Proposition: Let $X_\Sigma$ be a toric variety without torus factors, meaning that the minimal generator of the rays $u_\rho$ generate the whole lattice $N$, then with $r=|\Sigma(1)|$ (the number of one-dimensional cones of the fan) we get the isomorphism $$ \operatorname{Cl}(X_\Sigma)\simeq \mathbb{Z}^{r-n} $$ Proof. We take the exact sequence from CLS ("Toric varieties" from Cox, Little, Schenck) Theorem 4.1.3 (p. 172) together with the remark directly above: $$ 0 \longrightarrow M\simeq \mathbb{Z}^n \longrightarrow \operatorname{Div}_{T_N}(X_\Sigma)\simeq \bigoplus_{\rho\in\Sigma(1)} \mathbb{Z} D_\rho\longrightarrow \operatorname{Cl}(X_\Sigma)\longrightarrow 0. $$ This simplifies to the short exact sequence $$ 0 \longrightarrow \mathbb{Z}^n \longrightarrow \mathbb{Z}^{r} \longrightarrow \operatorname{Cl}(X_\Sigma)\longrightarrow 0 $$ and with the homomorphism theorem, i.e. for any homomorphism $f:G\to H$ we have $G/\ker f \simeq \operatorname{im}f$ which yields the claim. $\square$
I don't think this is true, as CLS (and other resources) add a finite group to the divisor class group.

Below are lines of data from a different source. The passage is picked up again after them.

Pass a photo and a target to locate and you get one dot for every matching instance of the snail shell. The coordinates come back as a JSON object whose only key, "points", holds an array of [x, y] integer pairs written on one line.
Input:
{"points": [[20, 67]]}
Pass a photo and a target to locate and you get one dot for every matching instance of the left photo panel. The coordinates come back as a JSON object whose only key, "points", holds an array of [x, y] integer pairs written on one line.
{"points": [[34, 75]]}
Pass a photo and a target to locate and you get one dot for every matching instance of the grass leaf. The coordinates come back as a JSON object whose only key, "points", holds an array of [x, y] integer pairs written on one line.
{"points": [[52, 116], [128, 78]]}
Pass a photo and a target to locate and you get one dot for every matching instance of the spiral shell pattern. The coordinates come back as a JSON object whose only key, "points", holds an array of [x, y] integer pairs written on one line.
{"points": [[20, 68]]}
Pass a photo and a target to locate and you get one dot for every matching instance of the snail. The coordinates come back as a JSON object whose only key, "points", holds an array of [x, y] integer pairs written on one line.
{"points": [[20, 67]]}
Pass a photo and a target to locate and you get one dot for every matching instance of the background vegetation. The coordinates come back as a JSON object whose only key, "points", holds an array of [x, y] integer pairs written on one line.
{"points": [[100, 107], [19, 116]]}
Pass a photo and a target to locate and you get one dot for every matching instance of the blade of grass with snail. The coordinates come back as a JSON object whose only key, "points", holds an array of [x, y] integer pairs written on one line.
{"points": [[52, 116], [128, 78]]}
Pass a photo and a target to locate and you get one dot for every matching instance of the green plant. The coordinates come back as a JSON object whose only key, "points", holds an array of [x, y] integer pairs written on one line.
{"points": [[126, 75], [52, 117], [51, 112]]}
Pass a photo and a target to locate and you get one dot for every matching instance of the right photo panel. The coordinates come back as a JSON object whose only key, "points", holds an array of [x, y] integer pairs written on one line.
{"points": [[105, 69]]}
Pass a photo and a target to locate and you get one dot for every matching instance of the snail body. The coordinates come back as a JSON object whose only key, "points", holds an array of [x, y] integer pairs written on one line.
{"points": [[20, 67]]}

If $\Sigma$ contains an $n$-dimensional cone, I have found out that $\operatorname{Pic}(X_\Sigma)\simeq \mathbb{Z}^{r-n}$, but only if $\Sigma$ is smooth, we have an equality with $\operatorname{Cl}(X_\Sigma)$.
Where is my logical error, or can someone provide a counterexample? This proof seems to be too simple that nobody else would already have found it.